In a typical community solar arrangement, individuals and groups use a portion of the renewable electricity generated by arrays located nearby (on a church rooftop, a farm field, etc.). The rest of the electricity feeds into the grid, and the utility companies compensate solar garden subscribers with a credit on their energy bills.
So far, 29 states require utility companies to buy energy generated by renewable sources. Several strong community solar programs are emerging in the Midwest, said Samuel Garcia, a fellow of NRDC's Climate & Clean Energy program. Illinois passed an energy law in 2016 establishing statewide community solar programs. Minnesota also has a statewide program, and Missouri regulators have approved the state's first utility-initiated community solar project.
The Leech Lake project, however, is unique. Its completion last year marked the first time a community installed a solar garden to help residents in need, and it is part of the federal Low Income Home Energy Assistance Program (LIHEAP). The program, which distributes about $3.5 billion annually to offset heating and cooling expenses, began in the 1960s as part of President Lyndon B. Johnson's war on poverty.
Energy assistance is "a safety net for families that can't pay their energy bill," said Jason Edens, director of Rural Renewable Energy Alliance (RREAL), a nonprofit that focuses on making renewable energy accessible to low-income populations. And that safety net is essential, because in the swelteringly hot or bone-chillingly cold corners of our country, having air-conditioning or heat can mean life or death.
About 42 percent of the 9,000 tribe members on the Leech Lake reservation live below the poverty line, but the tribe almost never receives enough LIHEAP money to help them all. Some residents don't even bother applying for assistance. Further complicating matters, the organizations that distribute funds locally have trouble anticipating how much to expect because Congress makes different allocations each year. The problem extends beyond the reservation. Minnesota residents receive $116 million a year from the LIHEAP program, but just 20 percent of the eligible population receives funding, said Edens.
In 2015, Toft and Edens decided to do something about it for Leech Lake. Soon they were making inroads with fundraising efforts, figuring out which of Minnesota's 170 utility companies or cooperatives they should work with, and finally handling price negotiations. In the end, about half the electricity generated by the solar arrays supplies the tribal buildings with electricity and the other half goes into the grid. The tribe gets an average of $0.09 per megawatt from the utilities, which comes to roughly $25,000 a year. At the end of the year, that money goes directly to the local energy assistance provider, allowing more households to get help keeping the lights and heat on.
"Now we know we have this revenue that's helping our people," said Toft. "We know we can pretty much count on it as long as the sun shines."
The project also addresses a flaw in the energy assistance program—its reliance on carbon-intensive energy sources, like coal, that often fluctuate in price.

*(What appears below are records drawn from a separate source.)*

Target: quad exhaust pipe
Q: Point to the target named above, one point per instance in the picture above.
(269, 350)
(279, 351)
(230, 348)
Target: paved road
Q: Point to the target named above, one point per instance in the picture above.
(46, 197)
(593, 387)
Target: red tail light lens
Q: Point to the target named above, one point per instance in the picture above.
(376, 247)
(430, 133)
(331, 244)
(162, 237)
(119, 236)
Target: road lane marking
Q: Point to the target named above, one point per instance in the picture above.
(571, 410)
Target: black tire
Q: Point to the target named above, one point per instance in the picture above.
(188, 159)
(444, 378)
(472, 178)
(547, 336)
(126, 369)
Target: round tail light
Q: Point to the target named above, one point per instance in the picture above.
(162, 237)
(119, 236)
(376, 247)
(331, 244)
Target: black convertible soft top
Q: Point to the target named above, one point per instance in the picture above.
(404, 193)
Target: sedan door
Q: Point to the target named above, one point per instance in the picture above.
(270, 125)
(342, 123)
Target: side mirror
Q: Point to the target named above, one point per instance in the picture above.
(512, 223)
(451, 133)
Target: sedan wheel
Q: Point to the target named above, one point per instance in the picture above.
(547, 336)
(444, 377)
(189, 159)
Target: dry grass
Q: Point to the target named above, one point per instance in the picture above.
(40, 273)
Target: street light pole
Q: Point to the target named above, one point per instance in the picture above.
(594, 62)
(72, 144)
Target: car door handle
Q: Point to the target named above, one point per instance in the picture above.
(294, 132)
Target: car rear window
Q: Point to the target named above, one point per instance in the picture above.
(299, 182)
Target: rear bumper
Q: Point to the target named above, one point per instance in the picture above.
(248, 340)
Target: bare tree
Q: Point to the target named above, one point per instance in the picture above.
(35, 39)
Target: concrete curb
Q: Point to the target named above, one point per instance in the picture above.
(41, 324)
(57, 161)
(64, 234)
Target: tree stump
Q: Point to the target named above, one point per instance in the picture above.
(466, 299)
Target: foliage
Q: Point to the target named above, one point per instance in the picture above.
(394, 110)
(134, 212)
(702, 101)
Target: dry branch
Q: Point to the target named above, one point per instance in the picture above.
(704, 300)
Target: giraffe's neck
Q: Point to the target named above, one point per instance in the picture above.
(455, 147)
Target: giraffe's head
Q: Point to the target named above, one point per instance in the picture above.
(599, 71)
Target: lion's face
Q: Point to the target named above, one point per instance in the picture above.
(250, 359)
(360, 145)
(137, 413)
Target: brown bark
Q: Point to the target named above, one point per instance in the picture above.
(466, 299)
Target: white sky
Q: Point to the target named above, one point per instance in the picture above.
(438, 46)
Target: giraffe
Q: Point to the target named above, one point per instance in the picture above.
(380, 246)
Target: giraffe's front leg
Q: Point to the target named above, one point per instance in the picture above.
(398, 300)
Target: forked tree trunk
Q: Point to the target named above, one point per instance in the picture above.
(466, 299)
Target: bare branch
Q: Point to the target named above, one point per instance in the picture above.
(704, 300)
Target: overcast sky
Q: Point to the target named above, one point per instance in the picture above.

Edens would like to more fully integrate solar power into the federal program and create a long-term, fiscally responsible, low-carbon solution that empowers families. But that, he said, could take significant investment from outside sources, as it did with Leech Lake.
The state of Minnesota and a number of donors, including the Minnesota Environmental and Natural Resources Trust Fund and the Bush Foundation, contributed $600,000 to the effort. That capital may not be available for every project, but what happened on the reservation is setting a great example for others. For instance, RREAL is currently working on another solar garden that helps supplement the energy assistance received by a low-income community in southern Vermont, and Edens said he will use the model in other places, too.
The Leech Lake tribe plans to replicate its success as well—installing two more arrays and bolstering the energy efficiency of 22 other buildings—including its community centers and its Northern Lights and White Oak casinos.
"I think this project was a catalyst, not only for future projects like it elsewhere but also for Leech Lake," said Toft. And why not? Like the sun, solar power should shine for everyone.